Si Pep Guardiola realmente supiera que dejaría el Manchester City al final de la temporada, tampoco se lo diría a nadie.
Fuentes de alto nivel en el Etihad Stadium conocen los rumores cada vez más densos sobre el futuro de Guardiola. Se dice que el capitán de 55 años está considerando -por no decir que se inclina completamente hacia- la posibilidad de cerrar su mandato en el verano de 2026. Pero incluso las personas más cercanas al centro de poder del Man City también afirman que no pueden estar seguras.
Fuentes cercanas a SEG, la empresa representante de Guardiola dirigida por su hermano, Pere, dijeron que toda la información relacionada con el futuro del entrenador catalán siempre está absolutamente confidencial, y esta vez no es una excepción.
Sin embargo, en el mundo del fútbol todavía hay rumores, principalmente derivados de intercambios entre directores ejecutivos, representantes y jugadores de muchos clubes, de que Guardiola podría estar a punto de terminar su carrera como entrenador.

A Guardiola todavía le quedan 16 meses en el contrato firmado en noviembre de 2024. Sin embargo, todo ha llegado a tal punto que nadie se sorprendería si hubiera elegido rescindir el contrato un año antes y marcharse en el verano de 2026.
Situación contractual
En casi una década, menos cosas han molestado a Guardiola que preguntas sobre su propio futuro.
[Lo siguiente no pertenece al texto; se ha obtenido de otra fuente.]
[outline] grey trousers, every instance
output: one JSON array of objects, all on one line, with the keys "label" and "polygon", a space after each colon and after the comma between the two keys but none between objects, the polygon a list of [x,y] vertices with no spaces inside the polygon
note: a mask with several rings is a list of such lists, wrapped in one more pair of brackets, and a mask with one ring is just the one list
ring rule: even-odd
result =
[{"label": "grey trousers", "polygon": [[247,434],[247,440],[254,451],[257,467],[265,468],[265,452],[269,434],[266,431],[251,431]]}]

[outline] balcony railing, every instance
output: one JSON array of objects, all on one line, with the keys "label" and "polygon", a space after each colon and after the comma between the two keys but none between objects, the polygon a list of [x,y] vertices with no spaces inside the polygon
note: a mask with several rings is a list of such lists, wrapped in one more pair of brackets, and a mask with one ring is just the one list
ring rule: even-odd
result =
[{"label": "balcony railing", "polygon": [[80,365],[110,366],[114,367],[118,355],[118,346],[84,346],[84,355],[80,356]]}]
Como entrenador obsesionado con el proceso de crear la victoria, siempre ha visto todo el ruido externo como un factor descuido.
Por lo tanto, Guardiola a menudo intenta cerrar el problema temprano renovando en noviembre del último año, para evitar que la segunda mitad de la temporada se vea ensombrecida por la incertidumbre. Sin embargo, cuando firmó su último contrato en noviembre de 2024, no pocas personas se sorprendieron porque el plazo era de 2 años, en lugar de un año como es habitual.
En ese momento, muchas opiniones sugerían que Guardiola solo renovaría por 12 meses, hasta el verano de 2026, justo el hito de 10 años desde que dejó el Bayern de Múnich para ir al Etihad en 2016. El hecho de que el contrato se extendiera hasta 2027 sorprendió a algunas personas dentro del City, y al mismo tiempo planteó la pregunta de si ese período de renovación adicional es un "estante" para crear una sensación de certeza o no.
Cuando se le preguntó sobre su futuro a principios de enero de este año, Guardiola siguió evitando: "Tengo un contrato. Lo he dicho millones de veces. He estado aquí 10 años. Algún día me iré, pero tengo un contrato".
Cambios de humor
Aunque durante mucho tiempo ha habido una sensación de que Guardiola podría detenerse en el verano de 2026, esa sensación se ve aún más reforzada por un cambio de humor notable en las últimas semanas.
Todo comenzó después del partido de ida de semifinales de la Carabao Cup contra el Newcastle, cuando el gol de Antoine Semenyo fue anulado por el VAR. Guardiola está molesto con la calidad del árbitro, algo que no es común en él, porque Guardiola rara vez critica públicamente al árbitro después de un empate o una derrota.
Sin embargo, después de la victoria por 2-0 en St James' Park, volvió a mencionar libremente los errores que creía que habían aparecido en la derrota ante el Newcastle en la Premier League 6 semanas antes. Sin detenerse ahí, Guardiola también recordó la decisión de no sacar la tarjeta roja al portero Dean Henderson en la final de la FA Cup ante el Crystal Palace en mayo.

Continuó quejándose del árbitro tras la victoria por 2-0 ante el Wolves. Y antes del partido de vuelta contra el Newcastle, Guardiola sorprendentemente habló mucho sobre una serie de temas, desde el gasto de traspasos de los rivales en la Premier League hasta las noticias de actualidad en la rueda de prensa.
Guardiola también comenzó a mostrar una versión diferente. A veces bromeando, a veces llamando directamente al periodista, incluso respondiendo inesperadamente a más preguntas al final de la rueda de prensa cuando el departamento de comunicación del Man City estaba tratando de cerrar el intercambio. Si realmente es consciente de que estos podrían ser los últimos meses, entonces Guardiola está aprovechando cada momento.
La indignación de Guardiola con el árbitro hace que muchas personas piensen en la reacción de Sir Alex Ferguson tras la tarjeta roja de Nani en el partido contra el Real Madrid en 2013. Este fue un partido que contribuyó a que el Manchester United fuera eliminado de la Liga de Campeones.
Ferguson en ese momento fue considerado "doloroso" hasta el punto de negarse a la conferencia de prensa, y más tarde, la gente lo vio triste porque creía que un error del árbitro le había quitado la última oportunidad de conquistar la Liga de Campeones antes de dejar Old Trafford.